雪の中で体力を失ったからか、それともこの囲炉裏の火という非日常の明かりがそうさせるのか、俺の頭はぼぅっとした靄に包まれたかのように痺れ、彼女の言葉にただ首を項垂れるように縦に振る。
―――――――――――――――――――――――――――――――――
それは私、雪奈がまだ花も恥らうような十七の時で御座いました。
長い冬が終わり、
降り積もった雪も溶けた四月のある日、
私は物珍しかった仏蘭西の船に忍び込んで、
あの頃、この国で最後の意地と誇りを賭けた大地・蝦夷へと参ったのです。
あの時代、蝦夷の地は戦場で御座いました。
多くの人が倒し、倒されて……。
年号が明治に変わって二年目の春も、新しい時代を握った人々が、古い時代を守ろうと立ち向かう人々に止めを刺さんと、剣を取り、銃を握り締めて、隊伍を組んで戦い合っていたので御座います。
人の世は、真に奇妙奇天烈ですね。
何故、ああまで血を流さねばならないのか…。
人の世の仕組みなど、素知らぬ振りで見ない振り。
私はまるで風流人のように飄々と、春の息吹きに導かれるままに、北へ、北へと向かったのです。

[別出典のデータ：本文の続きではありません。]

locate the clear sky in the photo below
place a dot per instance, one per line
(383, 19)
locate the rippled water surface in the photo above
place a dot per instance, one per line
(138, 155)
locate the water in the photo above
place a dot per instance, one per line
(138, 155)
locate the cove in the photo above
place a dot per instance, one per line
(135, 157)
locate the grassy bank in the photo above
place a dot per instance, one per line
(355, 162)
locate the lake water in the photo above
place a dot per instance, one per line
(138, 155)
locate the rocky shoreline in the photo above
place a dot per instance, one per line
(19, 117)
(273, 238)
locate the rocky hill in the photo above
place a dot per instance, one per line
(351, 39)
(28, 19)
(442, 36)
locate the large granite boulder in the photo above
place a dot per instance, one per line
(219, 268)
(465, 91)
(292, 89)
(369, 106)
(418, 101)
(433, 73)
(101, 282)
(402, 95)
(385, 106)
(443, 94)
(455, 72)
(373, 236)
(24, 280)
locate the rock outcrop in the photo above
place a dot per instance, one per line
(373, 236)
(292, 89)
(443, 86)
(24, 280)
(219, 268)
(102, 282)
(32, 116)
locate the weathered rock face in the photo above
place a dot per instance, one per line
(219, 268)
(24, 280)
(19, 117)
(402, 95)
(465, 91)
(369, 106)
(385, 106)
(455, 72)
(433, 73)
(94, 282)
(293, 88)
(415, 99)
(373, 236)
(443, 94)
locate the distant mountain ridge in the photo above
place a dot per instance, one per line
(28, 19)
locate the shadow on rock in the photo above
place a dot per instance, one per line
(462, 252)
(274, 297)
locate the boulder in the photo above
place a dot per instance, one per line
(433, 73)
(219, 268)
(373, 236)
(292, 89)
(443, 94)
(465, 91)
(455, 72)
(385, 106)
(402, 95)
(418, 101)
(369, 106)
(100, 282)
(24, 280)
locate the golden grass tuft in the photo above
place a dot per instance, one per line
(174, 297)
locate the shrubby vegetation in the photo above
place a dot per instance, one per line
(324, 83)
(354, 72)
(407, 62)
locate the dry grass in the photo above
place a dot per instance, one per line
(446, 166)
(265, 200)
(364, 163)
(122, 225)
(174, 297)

異国の船の窓から偶然見付けた美しい城塞を一目見ようと、港に停泊した船から夜を待って、こっそり降りると、夜の闇に紛れて近付いてみようと辻籠や辻馬車を乗り継いで行くと、城塞の近くにそれはそれは見事な桜の木が。
調度散り際だったようで、まるで雪のように美しい花吹雪に心地良くなった私は、懐より取り出した扇を広げ、小唄を歌いながら花吹雪に戯れるように一指し舞っていたところ……。